Zum ersten Mal seit sie die Minen betreten hatten, erlaubte er sich zu atmen, die Augen zu schließen und die kühle Erde unter seinen Fingern zu spüren.
Liora, der neben ihm stand, zeigte keine Anzeichen von Erschöpfung. Er blieb aufrecht stehen, seine scharfen Augen suchten die Schatten hinter den Bäumen ab, den Dolch noch immer in der Hand. Seine Haltung war angespannt, als würde er jeden Moment einen weiteren Hinterhalt erwarten.
„Bist du immer so dramatisch oder nur heute Nacht?“, murmelte Liora und stupste Kael leicht mit dem Fuß gegen den Stiefel.

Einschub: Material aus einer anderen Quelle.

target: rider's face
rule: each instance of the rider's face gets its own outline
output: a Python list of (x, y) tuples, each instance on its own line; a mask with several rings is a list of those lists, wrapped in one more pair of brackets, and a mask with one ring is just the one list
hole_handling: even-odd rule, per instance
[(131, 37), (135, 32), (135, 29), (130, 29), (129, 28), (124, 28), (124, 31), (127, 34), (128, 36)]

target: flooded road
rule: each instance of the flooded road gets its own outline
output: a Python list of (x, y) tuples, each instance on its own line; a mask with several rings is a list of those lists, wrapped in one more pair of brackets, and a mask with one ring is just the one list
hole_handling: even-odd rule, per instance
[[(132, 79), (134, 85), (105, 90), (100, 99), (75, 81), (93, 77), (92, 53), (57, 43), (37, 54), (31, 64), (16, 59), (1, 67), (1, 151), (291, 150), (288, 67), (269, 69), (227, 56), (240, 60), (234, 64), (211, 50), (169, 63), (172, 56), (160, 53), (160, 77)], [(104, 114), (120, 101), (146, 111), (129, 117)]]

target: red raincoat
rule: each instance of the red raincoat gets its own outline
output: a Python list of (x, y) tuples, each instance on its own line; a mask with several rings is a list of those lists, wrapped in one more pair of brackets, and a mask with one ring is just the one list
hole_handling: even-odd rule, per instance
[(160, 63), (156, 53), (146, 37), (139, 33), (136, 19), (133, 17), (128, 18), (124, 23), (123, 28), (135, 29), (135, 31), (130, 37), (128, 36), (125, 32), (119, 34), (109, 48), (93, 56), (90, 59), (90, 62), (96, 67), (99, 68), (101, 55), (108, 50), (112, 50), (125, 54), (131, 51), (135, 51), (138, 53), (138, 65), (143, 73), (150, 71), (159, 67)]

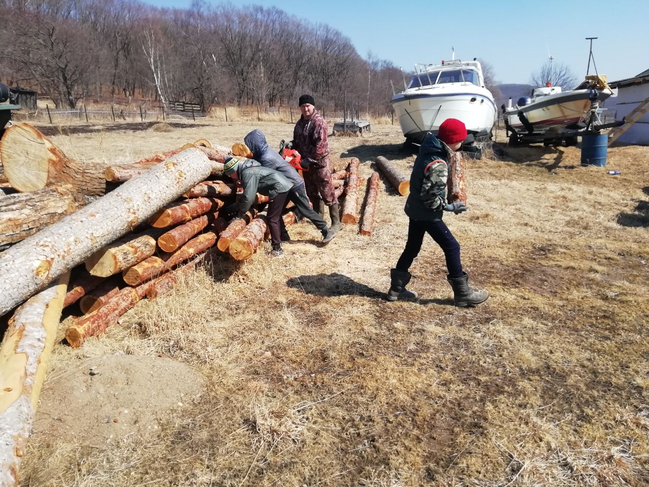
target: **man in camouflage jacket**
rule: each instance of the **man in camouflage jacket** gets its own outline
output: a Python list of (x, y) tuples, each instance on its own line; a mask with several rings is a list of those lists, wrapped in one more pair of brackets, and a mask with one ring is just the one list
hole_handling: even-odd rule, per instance
[(475, 306), (487, 300), (489, 293), (469, 287), (469, 275), (462, 269), (459, 244), (442, 221), (445, 211), (459, 214), (469, 208), (465, 202), (447, 203), (448, 164), (453, 154), (467, 138), (464, 124), (448, 119), (439, 127), (438, 136), (432, 133), (424, 138), (410, 176), (410, 194), (404, 210), (410, 218), (408, 242), (397, 266), (391, 270), (388, 301), (414, 299), (417, 293), (406, 290), (411, 277), (408, 271), (419, 253), (428, 233), (444, 251), (448, 274), (447, 279), (453, 289), (456, 306)]
[(302, 156), (302, 172), (306, 194), (314, 209), (321, 214), (324, 206), (329, 207), (331, 229), (338, 232), (340, 223), (340, 208), (336, 199), (331, 181), (331, 165), (329, 163), (329, 144), (327, 143), (328, 127), (324, 119), (315, 110), (315, 101), (310, 95), (302, 95), (299, 99), (302, 116), (293, 131), (293, 148)]

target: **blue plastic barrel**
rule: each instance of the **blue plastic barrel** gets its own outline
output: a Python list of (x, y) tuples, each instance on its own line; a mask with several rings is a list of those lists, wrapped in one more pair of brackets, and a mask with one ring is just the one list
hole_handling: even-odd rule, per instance
[(582, 165), (606, 166), (606, 149), (608, 148), (607, 134), (593, 134), (582, 136)]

Kael stöhnte und rollte sich auf den Rücken. „Ich glaube, mir tut alles weh.“
Liora grinste, aber es war nur ein Schatten seines üblichen spöttischen Gesichtsausdrucks. Er hockte sich neben Kael, drehte seinen Dolch zwischen den Fingern und hielt Wache. „Ja, na ja, wenigstens atmest du noch. Das hätte ich da draußen nicht erwartet.“
Kael öffnete ein Auge und runzelte die Stirn. „Du dachtest, ich würde sterben?“
„Ich war mir nicht sicher.“
Liora zuckte mit den Schultern. „Du bist grüner als frisches Gras. Ich dachte, du wirst entweder klüger oder gefressen.“
Kael lachte kurz und trocken, aber es war nur von kurzer Dauer. Seine Gedanken kreisten um die Ereignisse in den Minen – die Art, wie sich die Spinnen bewegten, die Runen, die unheimliche Koordination der Kreaturen, die eigentlich keinen Verstand haben sollten. Es ergab keinen Sinn.

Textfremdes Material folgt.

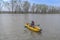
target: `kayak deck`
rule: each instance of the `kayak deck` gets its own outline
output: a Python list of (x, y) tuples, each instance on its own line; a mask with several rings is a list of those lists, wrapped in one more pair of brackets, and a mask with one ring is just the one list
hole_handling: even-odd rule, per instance
[(25, 24), (25, 27), (28, 28), (31, 31), (39, 32), (41, 31), (41, 28), (38, 26), (31, 27), (30, 24)]

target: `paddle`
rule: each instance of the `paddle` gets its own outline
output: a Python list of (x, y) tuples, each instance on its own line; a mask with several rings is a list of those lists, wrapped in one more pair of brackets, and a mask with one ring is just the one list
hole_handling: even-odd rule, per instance
[(37, 25), (37, 26), (40, 26), (40, 25)]

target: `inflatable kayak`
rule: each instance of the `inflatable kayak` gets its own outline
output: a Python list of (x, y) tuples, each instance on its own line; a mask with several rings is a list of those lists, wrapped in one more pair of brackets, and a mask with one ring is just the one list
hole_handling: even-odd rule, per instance
[(40, 32), (41, 31), (40, 27), (38, 27), (38, 26), (31, 27), (31, 25), (29, 23), (28, 24), (26, 23), (25, 27), (28, 28), (31, 31), (35, 31), (35, 32)]

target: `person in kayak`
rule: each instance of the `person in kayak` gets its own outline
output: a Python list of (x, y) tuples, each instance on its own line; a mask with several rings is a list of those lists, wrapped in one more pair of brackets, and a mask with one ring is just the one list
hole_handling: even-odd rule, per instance
[(32, 21), (32, 22), (31, 22), (31, 27), (34, 27), (34, 25), (35, 25), (35, 22)]

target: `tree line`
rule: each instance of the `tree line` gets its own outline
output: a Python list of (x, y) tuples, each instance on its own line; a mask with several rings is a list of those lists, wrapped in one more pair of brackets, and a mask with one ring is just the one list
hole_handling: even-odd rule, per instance
[[(5, 8), (5, 10), (3, 9)], [(29, 1), (12, 0), (0, 3), (0, 12), (60, 13), (60, 7), (45, 4), (31, 4)]]

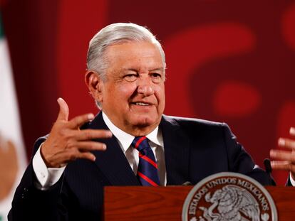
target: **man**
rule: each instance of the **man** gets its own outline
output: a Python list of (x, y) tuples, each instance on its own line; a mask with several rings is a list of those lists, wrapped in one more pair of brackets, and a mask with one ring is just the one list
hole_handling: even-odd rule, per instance
[(225, 124), (163, 115), (165, 53), (148, 29), (103, 28), (90, 42), (87, 65), (85, 81), (102, 112), (68, 121), (58, 99), (57, 120), (35, 144), (10, 220), (98, 220), (107, 185), (195, 184), (222, 171), (271, 184)]

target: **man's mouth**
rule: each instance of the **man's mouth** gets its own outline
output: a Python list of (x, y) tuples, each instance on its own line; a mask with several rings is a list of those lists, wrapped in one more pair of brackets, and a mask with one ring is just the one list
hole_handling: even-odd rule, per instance
[(149, 106), (150, 104), (148, 103), (143, 103), (143, 102), (133, 102), (133, 104), (139, 105), (139, 106)]

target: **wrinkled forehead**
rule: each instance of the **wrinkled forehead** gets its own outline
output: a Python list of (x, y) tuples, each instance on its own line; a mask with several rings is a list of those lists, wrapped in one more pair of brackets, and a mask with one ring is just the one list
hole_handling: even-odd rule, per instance
[(125, 42), (109, 46), (105, 58), (110, 65), (147, 66), (147, 68), (162, 68), (162, 56), (157, 45), (150, 42)]

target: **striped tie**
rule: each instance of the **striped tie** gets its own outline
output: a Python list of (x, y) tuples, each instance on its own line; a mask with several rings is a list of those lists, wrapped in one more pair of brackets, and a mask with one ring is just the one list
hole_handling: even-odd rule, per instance
[(136, 136), (131, 144), (138, 151), (139, 163), (138, 178), (143, 185), (157, 186), (160, 185), (157, 166), (154, 153), (145, 136)]

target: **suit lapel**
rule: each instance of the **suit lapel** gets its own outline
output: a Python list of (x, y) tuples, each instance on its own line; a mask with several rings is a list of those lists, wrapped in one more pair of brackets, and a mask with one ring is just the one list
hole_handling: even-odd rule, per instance
[[(101, 112), (87, 126), (89, 129), (108, 129)], [(95, 163), (113, 185), (139, 185), (135, 176), (115, 136), (100, 139), (107, 146), (105, 151), (94, 151)]]
[(164, 141), (167, 185), (181, 185), (190, 181), (190, 141), (178, 122), (163, 116), (160, 127)]

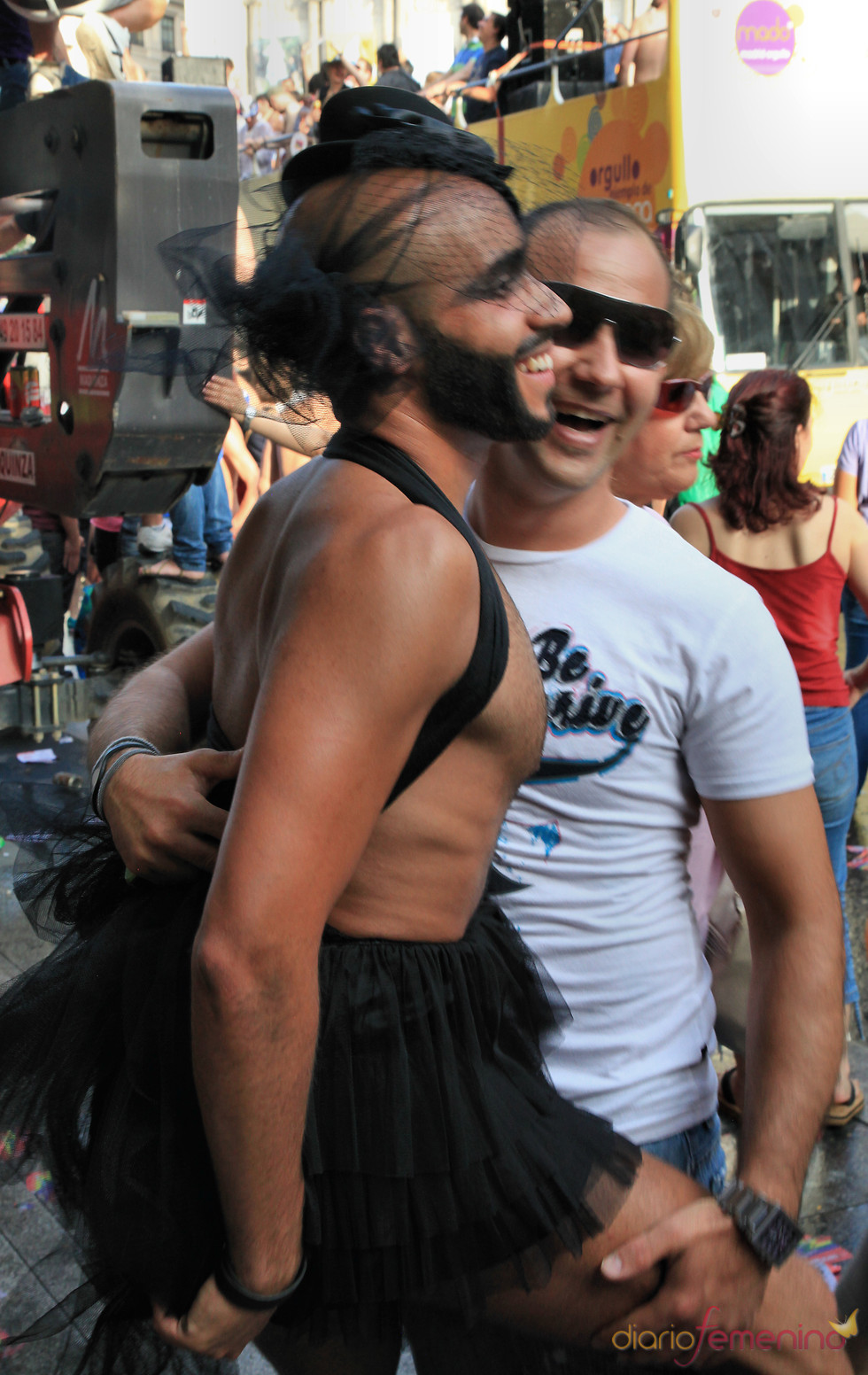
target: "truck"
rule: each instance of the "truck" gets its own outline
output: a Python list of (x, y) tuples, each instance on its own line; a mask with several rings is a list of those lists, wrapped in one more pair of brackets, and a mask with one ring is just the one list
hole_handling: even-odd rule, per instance
[(806, 377), (803, 476), (823, 487), (868, 415), (862, 33), (861, 0), (669, 0), (656, 80), (605, 85), (598, 62), (582, 80), (549, 44), (472, 126), (525, 209), (579, 195), (636, 210), (693, 283), (725, 386), (761, 367)]
[(18, 241), (0, 256), (0, 381), (36, 389), (0, 406), (0, 730), (99, 715), (125, 672), (212, 619), (213, 580), (121, 560), (84, 652), (63, 653), (61, 579), (22, 507), (146, 514), (208, 480), (227, 422), (187, 363), (216, 366), (230, 331), (176, 264), (209, 227), (234, 252), (237, 217), (226, 88), (88, 81), (0, 116), (0, 230)]

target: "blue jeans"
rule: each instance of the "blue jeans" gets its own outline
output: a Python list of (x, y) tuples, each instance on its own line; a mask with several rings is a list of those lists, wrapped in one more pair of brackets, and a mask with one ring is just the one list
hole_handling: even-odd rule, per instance
[(856, 736), (853, 714), (849, 707), (806, 707), (807, 744), (814, 763), (814, 792), (820, 803), (820, 814), (825, 826), (825, 843), (829, 847), (832, 873), (838, 884), (840, 912), (843, 917), (845, 979), (843, 1001), (853, 1004), (853, 1013), (860, 1034), (862, 1018), (858, 1005), (858, 987), (853, 969), (850, 947), (850, 927), (847, 924), (847, 830), (856, 807)]
[[(868, 616), (865, 616), (865, 612), (849, 587), (845, 587), (843, 590), (840, 609), (843, 612), (843, 627), (847, 637), (847, 657), (845, 668), (856, 668), (857, 664), (861, 664), (865, 659), (868, 659)], [(860, 792), (865, 786), (865, 776), (868, 774), (868, 693), (853, 708), (853, 730), (856, 732), (856, 756), (858, 766), (856, 796), (858, 798)]]
[(642, 1151), (656, 1155), (658, 1160), (674, 1165), (682, 1174), (702, 1184), (717, 1195), (726, 1182), (726, 1156), (721, 1145), (721, 1119), (717, 1112), (706, 1122), (697, 1122), (686, 1132), (675, 1132), (659, 1141), (647, 1141)]
[(184, 572), (205, 572), (208, 554), (232, 547), (232, 516), (220, 462), (204, 487), (190, 487), (169, 512), (172, 551)]
[(0, 67), (0, 114), (25, 103), (29, 84), (30, 65), (28, 62), (10, 62), (8, 66)]

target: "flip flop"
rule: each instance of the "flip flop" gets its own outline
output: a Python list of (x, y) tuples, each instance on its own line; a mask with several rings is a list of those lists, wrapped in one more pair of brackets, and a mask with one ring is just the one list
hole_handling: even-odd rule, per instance
[(847, 1126), (865, 1107), (865, 1094), (858, 1079), (850, 1079), (850, 1097), (846, 1103), (829, 1103), (823, 1118), (823, 1126)]
[(724, 1112), (726, 1116), (730, 1116), (733, 1122), (740, 1122), (741, 1108), (736, 1103), (736, 1096), (732, 1092), (732, 1077), (735, 1072), (736, 1067), (733, 1064), (730, 1070), (726, 1070), (725, 1074), (721, 1074), (717, 1085), (717, 1106), (718, 1110)]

„Die haben sich nicht wie normale Spinnen verhalten“, sagte er leise. „Irgendwas hat sie kontrolliert.“
Lioras Blick huschte zur Seite, aber er antwortete nicht sofort. Stattdessen ließ er die Stille wirken, während der Nebel zwischen ihnen wie ein unruhiger Geist wirbelte.

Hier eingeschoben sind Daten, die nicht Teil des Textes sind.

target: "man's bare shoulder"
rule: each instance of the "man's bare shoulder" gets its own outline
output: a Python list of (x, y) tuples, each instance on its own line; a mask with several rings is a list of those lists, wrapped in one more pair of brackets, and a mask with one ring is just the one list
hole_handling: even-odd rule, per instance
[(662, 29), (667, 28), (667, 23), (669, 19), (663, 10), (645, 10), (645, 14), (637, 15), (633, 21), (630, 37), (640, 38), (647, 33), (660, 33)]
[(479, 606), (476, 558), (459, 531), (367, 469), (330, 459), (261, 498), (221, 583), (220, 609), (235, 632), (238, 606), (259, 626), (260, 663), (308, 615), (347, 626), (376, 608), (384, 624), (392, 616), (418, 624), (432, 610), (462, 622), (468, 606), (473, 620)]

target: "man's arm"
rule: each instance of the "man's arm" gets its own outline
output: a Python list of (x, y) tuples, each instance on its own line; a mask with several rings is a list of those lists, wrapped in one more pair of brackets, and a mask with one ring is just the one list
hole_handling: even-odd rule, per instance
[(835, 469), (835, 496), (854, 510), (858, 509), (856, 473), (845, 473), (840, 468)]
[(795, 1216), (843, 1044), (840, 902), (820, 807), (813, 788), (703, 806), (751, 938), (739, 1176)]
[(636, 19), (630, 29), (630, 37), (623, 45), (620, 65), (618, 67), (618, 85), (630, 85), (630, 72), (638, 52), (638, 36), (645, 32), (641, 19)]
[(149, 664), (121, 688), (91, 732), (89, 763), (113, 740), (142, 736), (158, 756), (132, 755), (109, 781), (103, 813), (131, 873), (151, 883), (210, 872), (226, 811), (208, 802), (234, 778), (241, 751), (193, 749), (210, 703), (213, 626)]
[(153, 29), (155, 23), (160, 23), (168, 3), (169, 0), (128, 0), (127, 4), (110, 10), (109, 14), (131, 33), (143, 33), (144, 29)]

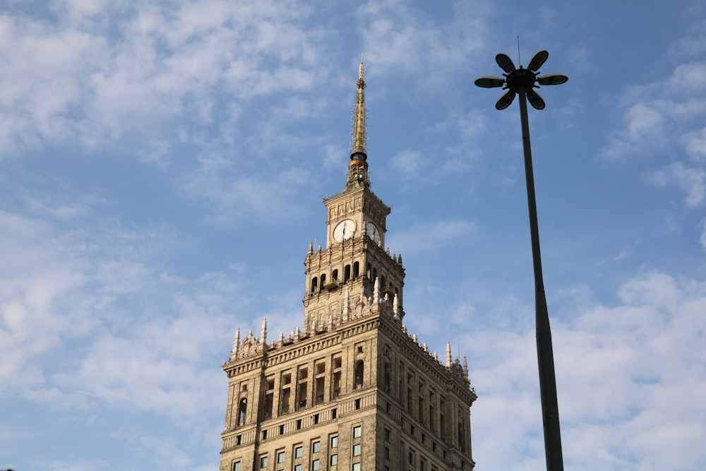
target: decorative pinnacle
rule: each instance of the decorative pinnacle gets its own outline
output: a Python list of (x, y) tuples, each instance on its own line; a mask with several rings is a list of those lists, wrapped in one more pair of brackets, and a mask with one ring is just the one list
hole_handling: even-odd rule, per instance
[(368, 179), (368, 155), (365, 146), (367, 141), (365, 109), (365, 81), (363, 80), (363, 61), (358, 68), (358, 94), (353, 108), (353, 132), (351, 139), (351, 162), (348, 165), (347, 188), (357, 188), (370, 185)]

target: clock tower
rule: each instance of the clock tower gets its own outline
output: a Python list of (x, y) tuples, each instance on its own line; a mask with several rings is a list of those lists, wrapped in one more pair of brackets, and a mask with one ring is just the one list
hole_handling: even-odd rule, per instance
[(402, 256), (385, 247), (390, 208), (370, 189), (366, 151), (365, 81), (359, 73), (353, 110), (348, 178), (343, 191), (323, 200), (326, 206), (326, 248), (310, 246), (304, 261), (306, 292), (304, 327), (316, 329), (342, 313), (349, 316), (373, 298), (387, 299), (402, 318), (405, 269)]
[(235, 333), (220, 471), (460, 471), (475, 463), (466, 359), (410, 335), (390, 208), (371, 190), (358, 74), (348, 176), (323, 200), (326, 246), (304, 260), (304, 328)]

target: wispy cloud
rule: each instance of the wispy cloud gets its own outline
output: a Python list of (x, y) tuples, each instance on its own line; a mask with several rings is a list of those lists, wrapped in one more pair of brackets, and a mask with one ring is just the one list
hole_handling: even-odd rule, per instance
[[(565, 463), (578, 470), (597, 461), (609, 470), (698, 469), (706, 459), (694, 453), (706, 434), (706, 380), (698, 373), (706, 368), (700, 347), (706, 285), (650, 273), (627, 281), (618, 295), (615, 306), (587, 306), (568, 323), (553, 322)], [(501, 424), (499, 435), (534, 437), (518, 448), (513, 439), (477, 435), (479, 465), (541, 462), (534, 330), (484, 330), (462, 343), (473, 352), (476, 427)]]

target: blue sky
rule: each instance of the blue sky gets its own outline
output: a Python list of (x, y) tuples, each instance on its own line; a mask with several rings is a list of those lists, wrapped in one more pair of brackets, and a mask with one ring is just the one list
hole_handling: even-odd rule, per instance
[(0, 6), (0, 468), (214, 470), (237, 328), (301, 326), (361, 53), (405, 323), (466, 355), (477, 469), (544, 467), (517, 104), (530, 109), (566, 466), (706, 467), (706, 7)]

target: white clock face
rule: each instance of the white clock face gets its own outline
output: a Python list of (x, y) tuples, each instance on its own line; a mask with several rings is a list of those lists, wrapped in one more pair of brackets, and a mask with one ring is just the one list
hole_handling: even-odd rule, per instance
[(370, 237), (376, 244), (380, 244), (380, 231), (372, 222), (368, 222), (365, 226), (366, 232), (368, 233), (368, 237)]
[(333, 239), (337, 242), (348, 240), (355, 234), (355, 222), (350, 219), (345, 219), (333, 229)]

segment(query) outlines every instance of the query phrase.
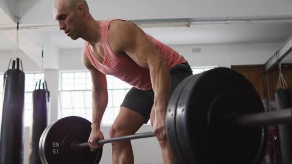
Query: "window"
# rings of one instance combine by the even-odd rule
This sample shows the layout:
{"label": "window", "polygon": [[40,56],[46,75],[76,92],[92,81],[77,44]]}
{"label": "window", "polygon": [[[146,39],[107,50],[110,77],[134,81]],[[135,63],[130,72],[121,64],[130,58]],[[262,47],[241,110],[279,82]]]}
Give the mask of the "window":
{"label": "window", "polygon": [[[92,122],[92,82],[89,72],[61,73],[59,119],[78,116]],[[108,102],[102,124],[111,124],[118,113],[124,97],[132,86],[119,79],[106,76]]]}
{"label": "window", "polygon": [[203,66],[203,67],[192,67],[192,70],[193,70],[193,74],[198,74],[204,71],[210,70],[217,66]]}
{"label": "window", "polygon": [[[3,74],[0,74],[0,105],[2,107]],[[44,79],[44,74],[26,73],[24,94],[24,126],[31,126],[32,120],[32,92],[37,81]]]}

„Du fängst an, wie ein Abenteurer zu denken“, sagte Liora schließlich, obwohl sein Tonfall unlesbar war. „Das ist gut.“
Kael stützte sich auf seine Ellbogen und beobachtete Lioras Profil. „Du wusstest die ganze Zeit, dass etwas nicht stimmte, oder?“
Liora schnaubte. „Junge, ich mache das schon lange genug, um zu wissen, wann etwas faul ist. Aber manche Dinge? Die sollte man besser ungesagt lassen.“
Kael runzelte die Stirn. „Also ignorierst du es einfach?“
„Nein. Ich werde es nur nicht von den Dächern schreien und mir damit eine Zielscheibe auf den Rücken malen.“ Lioras Stimme war jetzt schärfer, sein Griff um den Dolch fester. „In diesem Geschäft lernt man schnell, dass die Wahrheit manchmal tödlich sein kann.“
Kael wollte widersprechen, aber bevor er dazu kam, fiel ihm etwas auf. Ein schwaches, flackerndes Licht tiefer im Wald. Es war weit entfernt, kaum mehr als ein Flammenhauch im dichten Nebel, aber es war da.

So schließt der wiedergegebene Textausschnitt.